WTBU staff turned to Jake Kassen (CGS’01, COM’03), COM technical operations manager and a WTBU alum, and Scott Lovejoy, application developer, to program the computer in the studio to automatically play each show during its live time slot.
Kassen says that COM already had the servers and other infrastructure in place. “I knew that it was going to be important to keep the WTBU signal alive,” he says. “There’s a really tight-knit community at WTBU. I didn’t want to see that experience lost as a result of this.”
COM lead studio engineer Tristan Olly and media technician Marissa Dianas (COM’19) also guided the BUTV10 producers on optimizing Zoom for its productions.

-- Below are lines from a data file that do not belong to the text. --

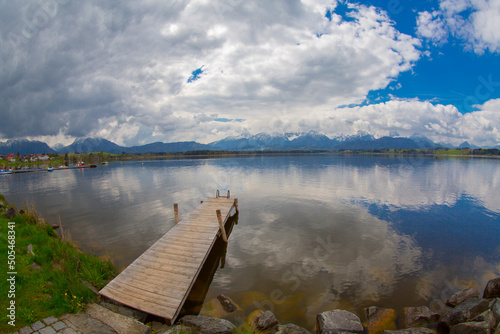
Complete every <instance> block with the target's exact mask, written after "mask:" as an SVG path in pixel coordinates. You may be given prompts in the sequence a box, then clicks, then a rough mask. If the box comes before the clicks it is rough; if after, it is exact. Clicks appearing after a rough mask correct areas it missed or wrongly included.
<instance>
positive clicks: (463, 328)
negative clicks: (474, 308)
mask: <svg viewBox="0 0 500 334" xmlns="http://www.w3.org/2000/svg"><path fill="white" fill-rule="evenodd" d="M450 334H490V326H489V325H488V323H486V322H485V321H482V322H463V323H461V324H458V325H455V326H453V327H452V328H451V331H450Z"/></svg>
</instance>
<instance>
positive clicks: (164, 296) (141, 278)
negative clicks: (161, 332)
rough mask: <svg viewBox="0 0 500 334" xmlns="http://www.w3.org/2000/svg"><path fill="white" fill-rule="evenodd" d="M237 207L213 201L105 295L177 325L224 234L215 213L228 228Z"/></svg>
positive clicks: (162, 244)
mask: <svg viewBox="0 0 500 334" xmlns="http://www.w3.org/2000/svg"><path fill="white" fill-rule="evenodd" d="M235 205H236V200H235V199H227V198H223V197H221V198H208V199H207V200H206V201H204V202H203V203H202V204H201V205H200V206H198V207H197V208H196V209H195V210H193V211H192V212H191V214H189V215H187V216H186V217H185V218H184V219H181V220H180V221H179V222H178V223H177V224H176V225H175V226H174V227H173V228H172V229H171V230H170V231H169V232H168V233H166V234H165V235H164V236H163V237H161V238H160V239H159V240H158V241H157V242H155V243H154V244H153V245H152V246H151V247H150V248H149V249H148V250H147V251H145V252H144V253H143V254H142V255H141V256H140V257H139V258H137V259H136V260H135V261H134V262H132V264H130V265H129V266H128V267H127V268H126V269H125V270H123V271H122V272H121V273H120V274H119V275H118V276H117V277H116V278H115V279H114V280H113V281H111V282H110V283H109V284H108V285H106V287H104V288H103V289H102V290H101V291H100V293H101V294H102V295H104V296H106V297H109V298H111V299H114V300H116V301H118V302H121V303H123V304H125V305H128V306H130V307H133V308H136V309H139V310H141V311H144V312H147V313H150V314H153V315H157V316H160V317H163V318H166V319H169V320H171V322H173V321H175V319H176V317H177V316H178V314H179V312H180V310H181V308H182V306H183V304H184V302H185V301H186V298H187V296H188V294H189V292H190V291H191V289H192V287H193V285H194V282H195V280H196V278H197V277H198V275H199V273H200V271H201V268H202V267H203V264H204V263H205V261H206V259H207V257H208V254H209V253H210V251H211V249H212V247H213V245H214V244H215V241H216V240H217V236H218V235H219V234H220V232H219V231H220V227H219V222H218V220H217V214H216V210H220V212H221V216H222V217H223V218H224V220H223V223H225V222H226V221H227V219H228V217H229V215H230V213H231V211H232V209H233V208H235V207H236V206H235Z"/></svg>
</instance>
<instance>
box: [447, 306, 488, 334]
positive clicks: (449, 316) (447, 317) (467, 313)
mask: <svg viewBox="0 0 500 334" xmlns="http://www.w3.org/2000/svg"><path fill="white" fill-rule="evenodd" d="M488 308H489V303H488V301H487V300H486V299H480V298H472V299H468V300H466V301H465V302H463V303H462V304H459V305H458V306H457V307H455V308H454V309H452V310H451V311H450V312H448V313H446V314H445V315H443V316H442V317H441V319H440V321H439V327H438V329H439V331H440V332H447V331H449V330H450V329H451V328H452V327H453V326H455V325H458V324H459V323H462V322H468V321H470V320H472V319H474V318H475V317H477V316H478V315H480V314H481V313H483V312H485V311H486V310H488Z"/></svg>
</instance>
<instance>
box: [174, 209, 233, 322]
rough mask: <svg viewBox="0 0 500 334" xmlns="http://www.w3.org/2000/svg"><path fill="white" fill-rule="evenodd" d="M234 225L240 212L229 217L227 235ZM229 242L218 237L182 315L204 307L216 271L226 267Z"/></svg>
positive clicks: (185, 304) (196, 281) (200, 309)
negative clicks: (204, 304)
mask: <svg viewBox="0 0 500 334" xmlns="http://www.w3.org/2000/svg"><path fill="white" fill-rule="evenodd" d="M234 225H238V213H236V214H234V215H233V216H231V217H229V219H228V220H227V222H226V224H225V229H226V233H227V236H228V238H229V235H230V234H231V231H232V230H233V227H234ZM226 252H227V243H226V242H224V240H222V238H219V239H217V241H216V243H215V245H214V248H212V251H211V252H210V254H209V256H208V258H207V260H206V261H205V265H203V268H201V272H200V274H199V276H198V278H197V279H196V281H195V283H194V285H193V288H192V289H191V292H190V293H189V295H188V297H187V299H186V302H185V303H184V307H183V308H182V310H181V312H180V317H182V316H183V315H187V314H198V313H200V311H201V308H202V307H203V303H204V302H205V297H206V296H207V293H208V290H209V288H210V285H211V284H212V281H213V279H214V276H215V272H216V271H217V269H219V266H220V268H221V269H223V268H224V266H225V263H226Z"/></svg>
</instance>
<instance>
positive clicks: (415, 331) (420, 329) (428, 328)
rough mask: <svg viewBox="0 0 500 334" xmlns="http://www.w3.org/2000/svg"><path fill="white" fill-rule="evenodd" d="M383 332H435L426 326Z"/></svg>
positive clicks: (426, 333) (398, 333)
mask: <svg viewBox="0 0 500 334" xmlns="http://www.w3.org/2000/svg"><path fill="white" fill-rule="evenodd" d="M382 334H434V331H433V330H432V329H429V328H425V327H413V328H406V329H397V330H386V331H383V332H382Z"/></svg>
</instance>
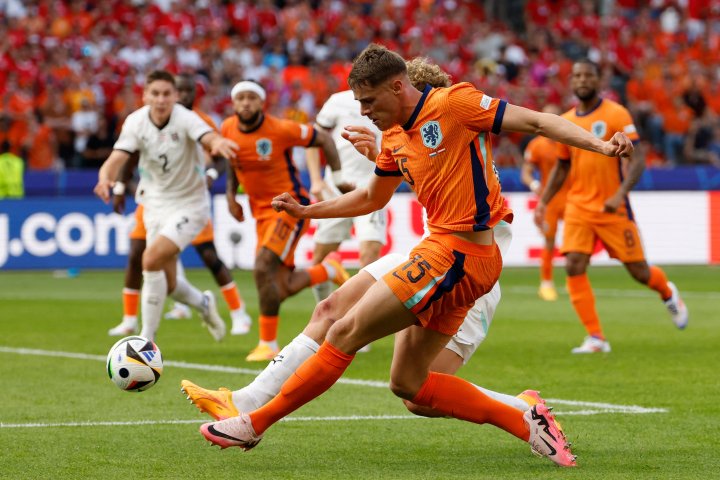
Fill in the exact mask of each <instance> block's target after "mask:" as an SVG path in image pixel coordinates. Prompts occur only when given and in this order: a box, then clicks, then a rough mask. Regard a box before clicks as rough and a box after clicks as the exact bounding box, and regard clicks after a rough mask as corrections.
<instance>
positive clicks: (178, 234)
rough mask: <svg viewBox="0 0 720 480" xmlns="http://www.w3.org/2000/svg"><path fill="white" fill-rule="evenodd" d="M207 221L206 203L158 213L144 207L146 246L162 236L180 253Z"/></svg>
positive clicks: (194, 236)
mask: <svg viewBox="0 0 720 480" xmlns="http://www.w3.org/2000/svg"><path fill="white" fill-rule="evenodd" d="M209 220H210V209H209V207H208V205H207V204H206V203H201V204H199V205H191V206H185V207H184V208H182V209H177V210H169V211H168V210H162V211H158V212H151V211H149V209H148V208H147V207H145V210H144V213H143V221H144V222H145V229H146V230H147V243H148V245H150V244H151V243H152V241H153V240H154V239H156V238H157V237H158V235H162V236H163V237H166V238H168V239H170V240H171V241H172V242H173V243H174V244H175V245H177V247H178V248H179V249H180V251H183V250H184V249H185V247H187V246H188V245H190V243H191V242H192V241H193V240H194V239H195V237H197V236H198V234H199V233H200V232H201V231H202V229H203V228H205V225H207V223H208V221H209Z"/></svg>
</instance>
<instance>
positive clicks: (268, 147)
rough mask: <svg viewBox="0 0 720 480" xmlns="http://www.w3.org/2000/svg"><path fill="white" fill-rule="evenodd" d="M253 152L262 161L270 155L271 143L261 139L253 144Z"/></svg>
mask: <svg viewBox="0 0 720 480" xmlns="http://www.w3.org/2000/svg"><path fill="white" fill-rule="evenodd" d="M255 151H257V152H258V155H260V157H262V158H263V159H267V157H269V156H270V155H271V154H272V142H271V141H270V140H269V139H267V138H261V139H259V140H258V141H257V142H255Z"/></svg>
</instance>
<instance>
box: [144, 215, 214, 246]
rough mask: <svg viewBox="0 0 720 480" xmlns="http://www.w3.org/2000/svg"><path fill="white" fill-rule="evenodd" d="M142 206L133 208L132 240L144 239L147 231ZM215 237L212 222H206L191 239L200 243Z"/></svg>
mask: <svg viewBox="0 0 720 480" xmlns="http://www.w3.org/2000/svg"><path fill="white" fill-rule="evenodd" d="M143 210H144V209H143V206H142V205H138V206H137V208H136V209H135V227H134V228H133V229H132V232H130V238H131V239H132V240H145V238H147V231H146V230H145V222H144V221H143ZM214 239H215V234H214V232H213V228H212V222H208V223H207V225H205V228H203V229H202V230H201V231H200V233H198V236H197V237H195V238H194V239H193V241H192V244H193V245H200V244H203V243H207V242H212V241H213V240H214Z"/></svg>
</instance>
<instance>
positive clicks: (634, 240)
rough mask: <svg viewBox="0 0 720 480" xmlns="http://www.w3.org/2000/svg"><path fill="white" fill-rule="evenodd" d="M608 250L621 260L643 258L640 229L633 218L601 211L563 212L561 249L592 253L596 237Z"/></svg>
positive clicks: (561, 249) (608, 250) (630, 260)
mask: <svg viewBox="0 0 720 480" xmlns="http://www.w3.org/2000/svg"><path fill="white" fill-rule="evenodd" d="M598 239H599V240H600V242H602V244H603V246H604V247H605V249H606V250H607V251H608V254H609V255H610V256H611V257H612V258H616V259H618V260H620V261H621V262H623V263H632V262H642V261H644V260H645V252H644V251H643V246H642V241H641V240H640V232H639V231H638V228H637V225H636V224H635V222H633V221H632V220H630V219H629V218H628V217H626V216H624V215H616V214H613V213H603V212H577V213H575V212H574V213H573V214H572V215H565V230H564V232H563V243H562V248H561V249H560V251H561V252H562V253H563V254H567V253H569V252H579V253H585V254H588V255H592V253H593V249H594V246H595V242H596V240H598Z"/></svg>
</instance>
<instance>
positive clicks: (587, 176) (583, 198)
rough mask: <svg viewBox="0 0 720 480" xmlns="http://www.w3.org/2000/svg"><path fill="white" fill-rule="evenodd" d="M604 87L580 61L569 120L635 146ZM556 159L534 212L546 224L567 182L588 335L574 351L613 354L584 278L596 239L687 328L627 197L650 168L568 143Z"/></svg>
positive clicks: (576, 299) (562, 250) (569, 214)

WTBU’s productions are not recorded live, so many DJs have found alternative means of producing their shows. For her sex talk show Love Is on the Air, Hannah Schweitzer (COM’21) uses the software Final Cut to incorporate music into the show. Other DJs have recorded their entire show in a Zoom call and played music in the background, rather than having to edit the music into the recording afterward.
Although not being able to record live has posed challenges for DJs whose shows often include live interviews or news around campus, several of them are pleased with the remotely recorded broadcasts, and say they enjoy being involved in their regular extracurricular activities. “I still feel like a BU student even though I’m at home and all my friends are in different states or countries,” says Schweitzer, who is also WTBU director of public relations.
Donohue and Cavalieri both stressed to the two stations’ students the importance of being able to quickly adapt when it is necessary. “This is a chance to show that they can be creative,” Donohue says. “That’s how you survive in the professional world.”
“Success, to a large degree, is measured by the ability to adjust and thrive,” Cavalieri adds. “Applying these lessons is more important now than ever before.”
Although he’s disappointed not to be able to sign off as a senior for the final time at Studio West, McCool acknowledges that in a way it’s fitting, because “all of what we’ve learned has been building up to do this.” He adds that he would like to see students take something away from the experience on a personal level.
“One of the most special parts about COM is the people that you get to tell stories with,” he says. “Stories don’t mean anything if you have no one to tell them to. And no one to tell them with. And I hope that after all of this, we never take that for granted.”